Compared to the absolute crime counts, this LQ strategy seems way more reliable and I am able to very quickly see obvious patterns for crimes (example: Bicycle theft, Shoplifting, Theft from the person). Thus this seems to provide way more insight.

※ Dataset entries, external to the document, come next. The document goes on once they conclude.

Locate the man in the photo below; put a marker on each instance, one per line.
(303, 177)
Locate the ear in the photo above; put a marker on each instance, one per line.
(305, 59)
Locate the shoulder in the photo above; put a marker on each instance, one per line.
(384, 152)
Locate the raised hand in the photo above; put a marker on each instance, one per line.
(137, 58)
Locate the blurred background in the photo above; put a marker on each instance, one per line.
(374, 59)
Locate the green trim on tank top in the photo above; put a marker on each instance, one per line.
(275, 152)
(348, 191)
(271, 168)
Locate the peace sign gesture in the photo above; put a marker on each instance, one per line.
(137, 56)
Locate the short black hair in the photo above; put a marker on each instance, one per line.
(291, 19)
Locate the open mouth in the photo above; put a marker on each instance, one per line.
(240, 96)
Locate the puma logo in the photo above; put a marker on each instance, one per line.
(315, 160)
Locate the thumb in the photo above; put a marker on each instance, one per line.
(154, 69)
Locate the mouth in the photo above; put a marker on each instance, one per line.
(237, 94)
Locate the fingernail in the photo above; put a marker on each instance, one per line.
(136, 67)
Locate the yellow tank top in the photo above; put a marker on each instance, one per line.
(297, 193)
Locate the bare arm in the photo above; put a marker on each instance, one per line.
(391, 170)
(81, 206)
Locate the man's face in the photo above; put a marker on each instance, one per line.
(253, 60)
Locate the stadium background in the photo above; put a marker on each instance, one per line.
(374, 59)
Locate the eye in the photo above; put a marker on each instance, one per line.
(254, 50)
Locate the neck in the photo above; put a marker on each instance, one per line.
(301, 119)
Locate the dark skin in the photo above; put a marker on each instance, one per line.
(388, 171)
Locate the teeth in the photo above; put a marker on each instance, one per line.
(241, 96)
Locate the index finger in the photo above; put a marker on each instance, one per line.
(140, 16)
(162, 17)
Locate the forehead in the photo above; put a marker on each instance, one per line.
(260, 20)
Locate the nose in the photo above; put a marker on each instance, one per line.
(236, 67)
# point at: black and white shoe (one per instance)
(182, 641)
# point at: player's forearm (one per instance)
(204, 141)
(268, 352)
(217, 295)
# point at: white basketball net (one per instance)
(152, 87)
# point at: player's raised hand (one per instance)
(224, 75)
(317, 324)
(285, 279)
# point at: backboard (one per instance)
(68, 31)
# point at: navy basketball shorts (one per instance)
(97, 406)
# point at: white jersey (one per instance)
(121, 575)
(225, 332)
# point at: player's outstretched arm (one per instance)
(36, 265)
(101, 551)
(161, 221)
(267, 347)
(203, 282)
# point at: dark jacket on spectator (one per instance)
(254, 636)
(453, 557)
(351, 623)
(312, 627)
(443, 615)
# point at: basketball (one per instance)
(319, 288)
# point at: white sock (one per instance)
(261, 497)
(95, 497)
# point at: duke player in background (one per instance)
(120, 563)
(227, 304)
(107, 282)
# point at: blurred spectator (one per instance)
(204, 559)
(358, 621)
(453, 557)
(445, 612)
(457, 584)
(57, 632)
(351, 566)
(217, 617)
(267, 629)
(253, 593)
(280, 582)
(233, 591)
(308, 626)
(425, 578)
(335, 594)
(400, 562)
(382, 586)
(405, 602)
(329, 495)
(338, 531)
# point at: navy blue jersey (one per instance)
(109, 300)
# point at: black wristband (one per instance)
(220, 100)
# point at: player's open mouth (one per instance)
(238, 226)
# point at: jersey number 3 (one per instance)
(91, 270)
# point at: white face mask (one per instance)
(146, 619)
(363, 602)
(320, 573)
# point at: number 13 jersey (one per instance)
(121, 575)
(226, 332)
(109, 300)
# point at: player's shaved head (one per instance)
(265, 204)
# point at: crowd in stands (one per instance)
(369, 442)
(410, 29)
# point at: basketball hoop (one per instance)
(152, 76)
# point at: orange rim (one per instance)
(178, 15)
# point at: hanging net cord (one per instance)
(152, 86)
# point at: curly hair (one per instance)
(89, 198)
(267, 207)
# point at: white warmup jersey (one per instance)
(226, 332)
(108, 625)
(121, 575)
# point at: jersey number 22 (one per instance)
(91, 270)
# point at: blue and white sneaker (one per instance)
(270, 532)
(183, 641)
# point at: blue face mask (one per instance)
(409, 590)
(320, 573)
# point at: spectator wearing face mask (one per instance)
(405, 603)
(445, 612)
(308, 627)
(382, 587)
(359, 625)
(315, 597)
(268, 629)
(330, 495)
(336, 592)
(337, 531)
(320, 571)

What is interesting, is that the correlation between Burglary LQ and Vehicle crime LQ is the third highest of all pairs. When comparing those two maps, it seems like specific broader regions in (mostly) the suburbs seem to have a high similarity on both Burglary and Vehicle crime LQ's maps (they seem to peak at comparable regions). When mapping the average of Burglary and Vehicle crime LQ's per LSOA, it still represents both relatively well. This correlation could have some economical (or social) causes, which we will have to dive into deeper.